Plusieurs trajectoires alternatives de développement existent heureusement. Il y a cinq ans, les gouvernements ont adopté l’Agenda 2030 pour le développement durable (fondé sur le slogan « Transformer notre monde ») ainsi que les 17 Objectifs de développement durable, dans le but de guider l’humanité vers un avenir reposant sur des environnements naturels intacts, sur des sociétés prospères et pacifiques, ainsi que sur une action efficace de limitation du changement climatique. La pandémie de COVID-19 nous rappelle de façon dramatique que notre manière actuelle d’interagir avec la biosphère rend nos sociétés moins résilientes. Le monde éprouve pour autant encore bien des difficultés à inverser la disparition de biodiversité et la dégradation des océans, qui toutes deux s’accélèrent.

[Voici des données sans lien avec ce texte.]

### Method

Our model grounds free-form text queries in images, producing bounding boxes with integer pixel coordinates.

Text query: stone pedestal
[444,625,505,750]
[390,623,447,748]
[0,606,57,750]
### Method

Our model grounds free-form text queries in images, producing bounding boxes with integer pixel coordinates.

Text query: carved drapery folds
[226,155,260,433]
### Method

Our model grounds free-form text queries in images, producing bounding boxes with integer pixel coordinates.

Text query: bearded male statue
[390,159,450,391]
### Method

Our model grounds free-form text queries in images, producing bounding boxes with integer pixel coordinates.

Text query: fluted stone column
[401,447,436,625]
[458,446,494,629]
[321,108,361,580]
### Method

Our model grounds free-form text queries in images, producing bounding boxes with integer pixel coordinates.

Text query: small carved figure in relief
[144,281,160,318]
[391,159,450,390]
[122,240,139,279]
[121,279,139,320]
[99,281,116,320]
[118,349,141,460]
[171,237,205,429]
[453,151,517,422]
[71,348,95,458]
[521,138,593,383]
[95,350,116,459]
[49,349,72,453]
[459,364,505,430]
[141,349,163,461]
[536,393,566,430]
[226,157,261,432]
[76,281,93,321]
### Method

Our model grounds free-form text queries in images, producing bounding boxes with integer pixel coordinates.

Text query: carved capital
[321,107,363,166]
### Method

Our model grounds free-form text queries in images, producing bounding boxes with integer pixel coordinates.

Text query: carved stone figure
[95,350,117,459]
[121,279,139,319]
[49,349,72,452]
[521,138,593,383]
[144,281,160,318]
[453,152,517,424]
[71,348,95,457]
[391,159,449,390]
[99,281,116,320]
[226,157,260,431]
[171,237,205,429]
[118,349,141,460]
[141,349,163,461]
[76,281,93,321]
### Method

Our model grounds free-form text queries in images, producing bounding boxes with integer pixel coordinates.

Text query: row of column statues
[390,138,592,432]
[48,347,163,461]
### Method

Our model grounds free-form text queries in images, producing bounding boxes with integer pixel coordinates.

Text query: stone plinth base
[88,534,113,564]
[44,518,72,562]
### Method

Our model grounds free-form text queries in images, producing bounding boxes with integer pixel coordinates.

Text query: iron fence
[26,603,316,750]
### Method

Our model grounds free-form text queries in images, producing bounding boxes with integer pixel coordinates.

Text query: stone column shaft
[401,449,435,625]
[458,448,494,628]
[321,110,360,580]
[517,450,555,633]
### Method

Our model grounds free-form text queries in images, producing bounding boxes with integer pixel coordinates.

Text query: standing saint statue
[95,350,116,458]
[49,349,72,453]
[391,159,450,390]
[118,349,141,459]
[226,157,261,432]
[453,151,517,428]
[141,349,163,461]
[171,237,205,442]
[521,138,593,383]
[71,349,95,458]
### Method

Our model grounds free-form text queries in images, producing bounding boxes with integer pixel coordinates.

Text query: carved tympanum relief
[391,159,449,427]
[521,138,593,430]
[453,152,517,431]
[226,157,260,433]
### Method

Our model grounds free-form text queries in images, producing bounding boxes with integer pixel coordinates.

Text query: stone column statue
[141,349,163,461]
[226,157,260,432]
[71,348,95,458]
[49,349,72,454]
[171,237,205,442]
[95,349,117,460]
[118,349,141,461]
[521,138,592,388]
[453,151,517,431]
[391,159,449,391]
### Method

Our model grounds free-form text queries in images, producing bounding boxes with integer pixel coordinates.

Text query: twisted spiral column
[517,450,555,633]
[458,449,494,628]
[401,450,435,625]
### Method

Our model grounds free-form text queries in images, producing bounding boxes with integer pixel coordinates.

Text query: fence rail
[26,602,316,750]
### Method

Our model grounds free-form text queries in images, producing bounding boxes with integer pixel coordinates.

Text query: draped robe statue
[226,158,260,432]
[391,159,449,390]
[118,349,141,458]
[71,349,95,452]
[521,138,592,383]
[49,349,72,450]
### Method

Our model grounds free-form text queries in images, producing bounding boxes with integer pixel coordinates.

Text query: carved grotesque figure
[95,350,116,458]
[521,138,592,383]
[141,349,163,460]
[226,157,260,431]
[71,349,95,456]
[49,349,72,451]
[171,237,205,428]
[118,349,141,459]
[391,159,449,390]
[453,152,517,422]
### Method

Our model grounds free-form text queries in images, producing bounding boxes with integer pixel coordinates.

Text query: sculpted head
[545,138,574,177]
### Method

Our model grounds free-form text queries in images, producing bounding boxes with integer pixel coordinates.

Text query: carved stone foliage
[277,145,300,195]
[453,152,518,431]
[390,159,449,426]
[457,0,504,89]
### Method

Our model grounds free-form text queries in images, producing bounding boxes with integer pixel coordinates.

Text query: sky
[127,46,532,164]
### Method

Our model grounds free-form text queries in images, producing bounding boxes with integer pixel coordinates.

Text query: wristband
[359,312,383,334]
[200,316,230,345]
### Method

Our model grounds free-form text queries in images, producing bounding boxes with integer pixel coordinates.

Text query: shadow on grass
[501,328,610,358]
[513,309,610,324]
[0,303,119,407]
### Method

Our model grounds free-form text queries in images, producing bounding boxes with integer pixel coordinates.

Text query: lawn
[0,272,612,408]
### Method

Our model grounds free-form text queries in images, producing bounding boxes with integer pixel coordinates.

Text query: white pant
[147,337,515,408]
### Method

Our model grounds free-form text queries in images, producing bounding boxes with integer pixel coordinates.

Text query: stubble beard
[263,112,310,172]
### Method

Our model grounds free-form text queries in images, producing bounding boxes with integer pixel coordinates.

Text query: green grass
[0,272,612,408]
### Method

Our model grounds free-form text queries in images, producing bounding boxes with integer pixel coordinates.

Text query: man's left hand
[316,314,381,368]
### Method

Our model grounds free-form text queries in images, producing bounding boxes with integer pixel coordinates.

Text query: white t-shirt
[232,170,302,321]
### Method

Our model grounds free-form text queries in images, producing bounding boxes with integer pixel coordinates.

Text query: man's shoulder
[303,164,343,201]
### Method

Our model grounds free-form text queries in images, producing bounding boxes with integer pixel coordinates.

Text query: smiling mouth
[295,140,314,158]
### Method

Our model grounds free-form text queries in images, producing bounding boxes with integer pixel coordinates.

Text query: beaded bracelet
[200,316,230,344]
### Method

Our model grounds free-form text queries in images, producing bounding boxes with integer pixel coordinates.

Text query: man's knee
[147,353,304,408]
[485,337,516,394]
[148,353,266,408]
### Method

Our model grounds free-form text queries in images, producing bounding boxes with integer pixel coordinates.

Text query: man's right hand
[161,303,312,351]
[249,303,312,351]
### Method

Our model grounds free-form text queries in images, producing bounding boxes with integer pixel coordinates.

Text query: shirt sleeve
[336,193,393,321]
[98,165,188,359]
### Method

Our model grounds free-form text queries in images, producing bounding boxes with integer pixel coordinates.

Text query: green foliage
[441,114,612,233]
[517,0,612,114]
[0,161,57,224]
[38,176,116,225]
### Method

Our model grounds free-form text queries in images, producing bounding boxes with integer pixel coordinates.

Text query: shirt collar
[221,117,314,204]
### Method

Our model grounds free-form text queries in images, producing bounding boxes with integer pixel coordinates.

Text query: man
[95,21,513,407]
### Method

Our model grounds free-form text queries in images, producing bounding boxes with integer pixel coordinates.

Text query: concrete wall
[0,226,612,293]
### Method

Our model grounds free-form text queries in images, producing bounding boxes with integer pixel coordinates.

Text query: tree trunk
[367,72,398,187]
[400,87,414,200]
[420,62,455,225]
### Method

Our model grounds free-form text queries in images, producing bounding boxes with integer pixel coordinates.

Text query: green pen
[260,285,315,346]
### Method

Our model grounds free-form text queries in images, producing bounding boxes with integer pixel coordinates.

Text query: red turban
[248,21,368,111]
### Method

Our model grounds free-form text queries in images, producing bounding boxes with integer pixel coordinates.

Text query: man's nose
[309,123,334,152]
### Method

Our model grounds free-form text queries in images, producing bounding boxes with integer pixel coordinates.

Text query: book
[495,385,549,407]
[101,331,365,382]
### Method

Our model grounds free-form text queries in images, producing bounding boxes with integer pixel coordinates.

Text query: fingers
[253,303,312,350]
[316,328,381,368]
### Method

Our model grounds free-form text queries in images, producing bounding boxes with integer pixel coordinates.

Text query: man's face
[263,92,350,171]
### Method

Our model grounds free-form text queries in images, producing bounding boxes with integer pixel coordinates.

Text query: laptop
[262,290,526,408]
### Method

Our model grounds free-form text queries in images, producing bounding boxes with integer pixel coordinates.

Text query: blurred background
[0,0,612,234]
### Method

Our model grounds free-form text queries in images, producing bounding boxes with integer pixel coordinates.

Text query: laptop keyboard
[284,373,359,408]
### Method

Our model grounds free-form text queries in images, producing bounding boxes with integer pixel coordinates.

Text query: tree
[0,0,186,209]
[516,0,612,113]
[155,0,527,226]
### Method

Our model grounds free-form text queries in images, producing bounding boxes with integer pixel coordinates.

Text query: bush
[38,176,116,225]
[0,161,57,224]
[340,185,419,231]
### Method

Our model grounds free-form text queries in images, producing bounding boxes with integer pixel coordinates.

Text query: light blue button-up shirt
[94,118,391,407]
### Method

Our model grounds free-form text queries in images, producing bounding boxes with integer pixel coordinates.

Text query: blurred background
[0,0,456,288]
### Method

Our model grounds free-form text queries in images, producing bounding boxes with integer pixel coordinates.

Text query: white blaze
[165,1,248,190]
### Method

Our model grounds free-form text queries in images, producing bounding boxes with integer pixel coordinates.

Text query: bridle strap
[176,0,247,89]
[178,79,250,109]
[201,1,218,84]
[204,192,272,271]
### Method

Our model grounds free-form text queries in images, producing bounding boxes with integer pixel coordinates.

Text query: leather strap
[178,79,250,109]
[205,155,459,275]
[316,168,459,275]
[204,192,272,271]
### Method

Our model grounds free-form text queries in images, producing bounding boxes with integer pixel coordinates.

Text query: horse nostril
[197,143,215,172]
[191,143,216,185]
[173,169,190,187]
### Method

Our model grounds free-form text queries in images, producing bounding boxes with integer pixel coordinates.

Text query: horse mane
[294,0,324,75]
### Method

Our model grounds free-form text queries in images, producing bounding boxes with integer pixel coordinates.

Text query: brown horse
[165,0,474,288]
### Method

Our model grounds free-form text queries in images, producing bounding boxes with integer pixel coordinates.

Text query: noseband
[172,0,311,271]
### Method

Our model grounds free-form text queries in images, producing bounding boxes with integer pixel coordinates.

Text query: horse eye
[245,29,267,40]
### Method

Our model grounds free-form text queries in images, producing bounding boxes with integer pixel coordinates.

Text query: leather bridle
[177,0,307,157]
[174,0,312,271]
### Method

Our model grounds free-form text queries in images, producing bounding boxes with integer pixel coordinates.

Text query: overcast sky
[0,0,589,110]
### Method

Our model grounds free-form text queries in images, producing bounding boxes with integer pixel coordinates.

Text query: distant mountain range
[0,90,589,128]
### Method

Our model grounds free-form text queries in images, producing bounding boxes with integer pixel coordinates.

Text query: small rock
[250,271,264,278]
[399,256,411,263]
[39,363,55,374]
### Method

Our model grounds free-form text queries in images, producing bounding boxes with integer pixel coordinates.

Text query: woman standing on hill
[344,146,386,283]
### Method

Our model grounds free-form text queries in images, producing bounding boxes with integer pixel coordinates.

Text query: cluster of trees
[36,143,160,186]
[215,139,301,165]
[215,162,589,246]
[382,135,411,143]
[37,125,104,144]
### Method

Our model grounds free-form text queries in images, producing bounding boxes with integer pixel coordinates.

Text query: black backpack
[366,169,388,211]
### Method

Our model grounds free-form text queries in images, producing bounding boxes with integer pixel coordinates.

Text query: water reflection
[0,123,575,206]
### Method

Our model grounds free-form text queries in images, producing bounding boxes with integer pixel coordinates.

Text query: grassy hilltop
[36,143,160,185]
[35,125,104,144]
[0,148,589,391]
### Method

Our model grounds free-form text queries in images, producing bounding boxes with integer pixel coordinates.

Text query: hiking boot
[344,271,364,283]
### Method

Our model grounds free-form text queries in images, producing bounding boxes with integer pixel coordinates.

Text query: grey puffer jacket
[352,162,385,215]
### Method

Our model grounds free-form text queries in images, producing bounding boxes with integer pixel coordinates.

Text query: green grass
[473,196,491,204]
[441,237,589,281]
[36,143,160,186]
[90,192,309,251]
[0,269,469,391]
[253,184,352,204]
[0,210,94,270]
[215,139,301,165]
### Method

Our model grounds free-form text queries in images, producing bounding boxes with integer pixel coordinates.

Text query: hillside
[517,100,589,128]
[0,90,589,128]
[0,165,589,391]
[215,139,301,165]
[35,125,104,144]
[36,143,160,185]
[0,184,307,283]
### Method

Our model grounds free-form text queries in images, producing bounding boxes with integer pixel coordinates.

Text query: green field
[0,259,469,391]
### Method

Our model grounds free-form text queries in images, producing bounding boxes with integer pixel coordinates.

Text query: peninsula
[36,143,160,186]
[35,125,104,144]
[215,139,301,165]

Préserver cet héritage commun que constituent les fonds marins signifie assumer la responsabilité de l’avenir, répondre prudemment aux actuels changements incertains tels que les effets du réchauffement planétaire sur les océans, et éviter de reproduire les erreurs du passé. Cette vision d’avenir, fondée sur la philosophie des biens communs, doit s’inscrire au cœur des négociations actuelles sur le cadre juridique régissant l’exploitation de minéraux dans la Zone. Plutôt que de nous ruer vers le forage des fonds marins, nous devons prendre le temps d’organiser la protection de la biodiversité au fond des océans, et de démontrer si l’exploitation de ce qui se situe en dessous peut ou non produire des bénéfices nets à long terme pour le développement durable.